124. Multi-agent systems for disease classification through abstractions and argumentations

Luca Gherardini – PhD student, Personal Health Data Team, Sano Centre for Computational Medicine, Krakow PL

Abstract

The availability of large data sets is providing the impetus for driving many current artificial intelligent developments. However, specific challenges arise in developing solutions that exploit small data sets, mainly due to practical and cost-effective deployment issues, as well as the opacity of deep learning models. To address this, the Comprehensive Abstraction and Classification Tool for Uncovering Structures (CACTUS) is presented as a means of improving secure analytics by effectively employing explainable artificial intelligence.
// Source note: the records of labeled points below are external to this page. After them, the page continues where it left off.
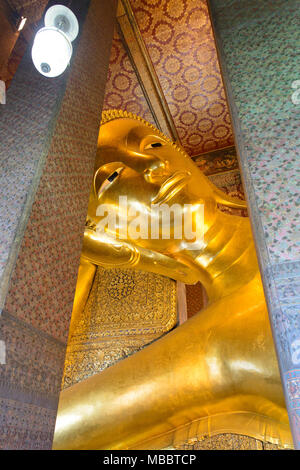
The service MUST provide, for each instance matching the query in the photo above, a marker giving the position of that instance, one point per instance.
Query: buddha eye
(113, 176)
(109, 180)
(153, 145)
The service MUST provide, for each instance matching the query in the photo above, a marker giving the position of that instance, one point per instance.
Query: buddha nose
(158, 172)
A natural application of this concept is Age-related Macular Degeneration (AMD), a complex retinal disease with a long and heterogeneous progression trajectory. AMD presents many factors with deep and subtle interactions, from genetic to lifestyle habits, making the data collection necessary for its correct assessment challenging.

CACTUS is proved to be able to distinguish between individuals with and without AMD better than traditional machine learning models.

About the author

Luca got a Master of Science in Computer Science from the University of Modena and Reggio Emilia, in Italy. He feeds a deep curiosity for many scientific fields, for which he decided to join Sano in a project on proteins diffusion in Alzheimer and Parkinson diseases. Luca is always focusing on self-development, meditation, and training sessions.